Maßgeblicher Zeitpunkt des Vorliegens der Voraussetzungen für den Familiennachzug zu deutschem Kind und humanitäre Situation in Guinea-Bissau:

1. Der maßgebliche Zeitpunkt, dass die Voraussetzungen zum Familiennachzug eines ausländischen Elternteils zum deutschen Kind vorliegen, ist grundsätzlich der Zeitpunkt des Schlusses der mündlichen Verhandlung.

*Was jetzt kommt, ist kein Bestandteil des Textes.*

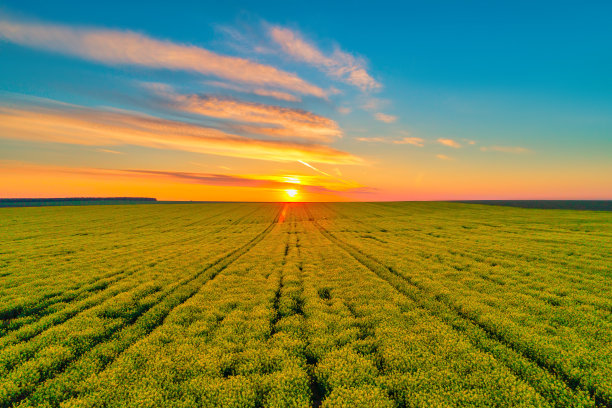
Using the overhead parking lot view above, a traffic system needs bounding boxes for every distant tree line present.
[454,200,612,211]
[0,197,157,207]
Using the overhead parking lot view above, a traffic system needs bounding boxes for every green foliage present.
[0,202,610,407]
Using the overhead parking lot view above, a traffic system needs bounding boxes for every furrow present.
[0,212,281,408]
[305,209,596,408]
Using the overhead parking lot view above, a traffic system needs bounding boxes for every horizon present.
[1,1,611,201]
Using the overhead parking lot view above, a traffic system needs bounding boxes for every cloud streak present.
[480,146,532,153]
[153,88,342,143]
[374,113,397,123]
[0,161,371,196]
[0,19,326,98]
[269,26,380,92]
[0,102,362,165]
[204,81,301,102]
[357,136,424,146]
[437,138,462,148]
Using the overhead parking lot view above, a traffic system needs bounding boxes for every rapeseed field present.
[0,202,610,407]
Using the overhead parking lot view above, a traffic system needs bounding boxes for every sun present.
[285,189,299,199]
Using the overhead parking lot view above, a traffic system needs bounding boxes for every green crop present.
[0,202,610,407]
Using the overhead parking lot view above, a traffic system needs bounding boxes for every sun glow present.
[285,189,298,199]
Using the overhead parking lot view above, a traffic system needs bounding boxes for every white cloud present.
[356,136,424,146]
[374,113,397,123]
[269,26,380,92]
[0,19,326,98]
[481,146,531,153]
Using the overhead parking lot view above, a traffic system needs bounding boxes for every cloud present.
[362,97,388,111]
[95,148,124,154]
[269,26,380,92]
[0,160,371,196]
[356,137,387,143]
[0,19,326,98]
[437,138,462,148]
[393,137,424,146]
[123,169,278,188]
[152,88,342,143]
[374,113,397,123]
[122,169,375,195]
[204,81,301,102]
[480,146,532,154]
[356,136,424,146]
[436,154,452,160]
[0,101,362,165]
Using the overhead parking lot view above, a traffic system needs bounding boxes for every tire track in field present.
[0,230,236,342]
[0,206,251,294]
[2,209,283,408]
[303,207,598,408]
[0,239,218,351]
[0,203,255,290]
[315,206,612,404]
[267,216,324,408]
[0,212,268,340]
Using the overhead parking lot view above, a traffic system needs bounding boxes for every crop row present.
[0,207,281,407]
[305,203,605,406]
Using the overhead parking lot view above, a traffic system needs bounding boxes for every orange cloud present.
[480,146,532,153]
[204,81,301,102]
[269,26,380,92]
[357,136,424,146]
[436,154,452,160]
[393,137,424,146]
[0,161,371,200]
[374,113,397,123]
[155,90,342,143]
[0,103,362,165]
[437,138,462,148]
[0,19,326,98]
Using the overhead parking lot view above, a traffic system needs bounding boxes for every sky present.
[1,0,611,201]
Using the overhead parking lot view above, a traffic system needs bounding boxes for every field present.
[0,202,611,408]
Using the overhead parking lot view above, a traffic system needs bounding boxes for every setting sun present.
[285,189,298,199]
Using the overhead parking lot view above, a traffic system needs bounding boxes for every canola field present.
[0,202,611,408]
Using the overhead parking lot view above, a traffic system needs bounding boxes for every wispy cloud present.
[357,136,424,146]
[393,137,424,146]
[0,19,326,98]
[374,113,397,123]
[0,101,362,165]
[122,169,375,195]
[95,148,124,154]
[204,81,300,102]
[298,160,332,177]
[437,138,462,148]
[152,88,342,143]
[0,161,370,196]
[480,146,532,153]
[268,26,380,92]
[356,137,386,143]
[436,154,452,160]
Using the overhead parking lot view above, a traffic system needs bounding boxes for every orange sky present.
[1,9,610,201]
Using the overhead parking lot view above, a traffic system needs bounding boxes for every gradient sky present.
[1,0,611,201]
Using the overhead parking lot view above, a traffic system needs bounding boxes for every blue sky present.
[1,0,610,200]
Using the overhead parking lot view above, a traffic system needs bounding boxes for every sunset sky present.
[1,1,611,201]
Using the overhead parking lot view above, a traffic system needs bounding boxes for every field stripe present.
[25,208,284,407]
[0,207,273,339]
[304,207,597,408]
[0,209,282,408]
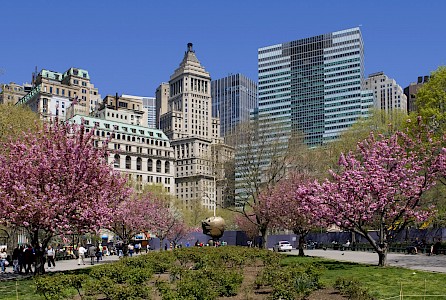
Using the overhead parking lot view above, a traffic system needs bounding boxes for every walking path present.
[2,249,446,281]
[0,254,122,281]
[300,249,446,273]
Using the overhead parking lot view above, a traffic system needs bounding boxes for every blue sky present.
[1,1,445,97]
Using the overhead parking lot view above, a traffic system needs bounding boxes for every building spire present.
[187,42,194,53]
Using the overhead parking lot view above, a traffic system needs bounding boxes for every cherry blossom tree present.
[234,213,259,245]
[108,190,161,256]
[321,131,439,266]
[270,173,326,256]
[166,221,200,248]
[0,121,129,272]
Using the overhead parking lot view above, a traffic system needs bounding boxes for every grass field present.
[281,256,446,299]
[2,254,446,299]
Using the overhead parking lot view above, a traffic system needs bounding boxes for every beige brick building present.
[17,68,101,121]
[0,82,32,105]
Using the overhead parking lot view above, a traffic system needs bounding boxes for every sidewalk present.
[301,249,446,273]
[0,255,121,281]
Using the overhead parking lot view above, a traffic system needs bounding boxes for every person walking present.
[95,246,101,263]
[128,244,134,257]
[12,246,20,273]
[0,248,8,273]
[46,245,56,269]
[88,245,96,265]
[77,245,86,265]
[17,246,24,274]
[23,245,34,275]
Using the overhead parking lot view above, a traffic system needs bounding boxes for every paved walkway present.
[0,255,122,281]
[2,249,446,280]
[299,249,446,273]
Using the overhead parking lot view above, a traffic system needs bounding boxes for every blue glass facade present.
[258,27,373,146]
[211,74,258,138]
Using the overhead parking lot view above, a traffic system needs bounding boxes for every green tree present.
[0,103,41,144]
[409,66,446,135]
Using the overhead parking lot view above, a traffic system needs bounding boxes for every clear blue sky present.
[1,0,445,97]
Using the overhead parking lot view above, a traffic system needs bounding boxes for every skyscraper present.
[159,43,231,211]
[364,72,407,113]
[257,27,373,146]
[211,73,258,138]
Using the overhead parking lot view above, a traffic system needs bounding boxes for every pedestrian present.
[46,245,56,269]
[17,245,24,273]
[95,247,101,263]
[128,244,134,257]
[164,244,168,251]
[134,243,140,254]
[0,248,8,273]
[23,244,34,275]
[77,245,86,265]
[12,246,20,273]
[88,245,96,265]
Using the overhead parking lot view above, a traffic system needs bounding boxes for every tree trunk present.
[260,227,268,249]
[378,250,387,267]
[298,235,306,257]
[30,229,48,275]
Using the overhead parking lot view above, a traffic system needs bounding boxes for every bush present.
[335,277,374,300]
[35,274,88,300]
[256,264,322,300]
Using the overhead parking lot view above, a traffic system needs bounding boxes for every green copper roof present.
[62,68,90,80]
[69,114,170,141]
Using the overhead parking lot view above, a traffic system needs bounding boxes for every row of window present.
[113,155,171,173]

2. Aufgrund der politischen Instabilität und der Nahrungsmittelkrise in Guinea-Bissau könnte für vulnerable Personengruppen - insbesondere Kinder - eine drohende, Art. 3 EMRK widersprechende Verelendung bei Rückkehr in Betracht kommen. Ein erwachsener, gesunder junger Mann wird in Guinea-Bissau jedoch zumindest mit einer Rückkehrhilfe ein menschenwürdiges Auskommen finden.

(Leitsätze der Redaktion)

Schlagwörter: Guinea-Bissau, Achtung des Familienlebens, deutsches Kind, junger gesunder Mann, Abschiebungsverbot, Beurteilungszeitpunkt,
Normen: AufenthG § 5 Abs. 1 Nr. 2, AufenthG § 25 Abs. 5, AufenthG § 28 Abs. 1 S. 1 Nr. 3, AufenthG § 28 Abs. 1 S. 4, AufenthG § 60 Abs. 5, AufenthG § 60 Abs. 7, GG Art. 6 Abs. 2, EMRK Art. 3, EMRK Art. 8 Abs. 2
Auszüge:

[...]

34 aa) Maßgeblich dafür, dass die Voraussetzungen zum Familiennachzug eines ausländischen Elternteils zu einem deutschen Kind nach § 28 Abs. 1 Satz 1 Nr. 3 und Satz 4 AufenthG vorliegen, ist grundsätzlich der Zeitpunkt des Schlusses der mündlichen Verhandlung. [...]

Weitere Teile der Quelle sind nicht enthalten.